While simple Random Forest, Boosting and SVM are good techniques, Neural Networks can also be used when the data set tends to get larger. Here, with over 450 different parameters, SVM and Random Forest would slow down. Simpler models like logistic regression can also be tried out to identify the accuracy of that model. With the addition of these two models, the comparison between the 5 different classification models would help better understand how these techniques work.

These techniques work on this set of data. While there has been some diversity mentioned in this paper, the research would need to include more diversity in the results. The risk of heart disease readmission could be different for people from different ethnicities and different origins depending on the type of food they eat and the climate they grow up in and the changes to their lifestyle over a period.

Ideas for Follow-On Work

Future work might be to focus on further improvement of predictive ability through advanced methods and more discerning data, to facilitate better targeting of interventions to subgroups of patients at highest risk for adverse outcomes. Newer models are being developed every day, which can improve the predictability of these types of data sets.
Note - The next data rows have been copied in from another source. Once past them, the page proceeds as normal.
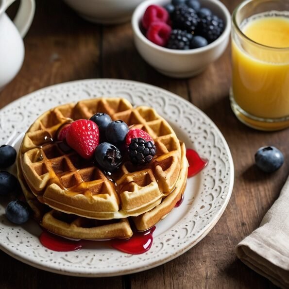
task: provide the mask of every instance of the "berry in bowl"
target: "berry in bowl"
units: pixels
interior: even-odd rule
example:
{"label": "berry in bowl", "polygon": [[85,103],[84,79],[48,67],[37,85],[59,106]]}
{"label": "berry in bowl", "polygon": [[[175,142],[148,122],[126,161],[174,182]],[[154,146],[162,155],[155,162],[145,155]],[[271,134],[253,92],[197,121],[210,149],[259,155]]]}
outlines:
{"label": "berry in bowl", "polygon": [[147,0],[133,15],[135,43],[144,59],[172,77],[193,76],[224,52],[230,15],[218,0]]}

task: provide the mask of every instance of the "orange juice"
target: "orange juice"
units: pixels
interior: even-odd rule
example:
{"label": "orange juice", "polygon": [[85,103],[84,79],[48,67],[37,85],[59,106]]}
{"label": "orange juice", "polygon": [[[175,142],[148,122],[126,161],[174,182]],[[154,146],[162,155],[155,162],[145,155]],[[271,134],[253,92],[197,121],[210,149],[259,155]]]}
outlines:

While it is not mentioned whether the process is performed on cloud or not, this can be included as a part of Edge Analytics using wearable devices. This combination of edge analytics and processing on the cloud can be done using federated learning. Federated learning is a machine learning technique that trains an algorithm across multiple decentralized edge devices or servers holding local data samples, without exchanging their data samples. This approach stands in contrast to traditional centralized machine learning techniques where all data samples are uploaded to one server, as well as to more classical decentralized approaches which assume that local data samples are identically distributed.

Federated learning enables multiple actors to build a common, robust machine learning model without sharing data, thus addressing critical issues such as data privacy, data security, data access rights, and access to heterogeneous data which makes it perfect for this kind of analysis.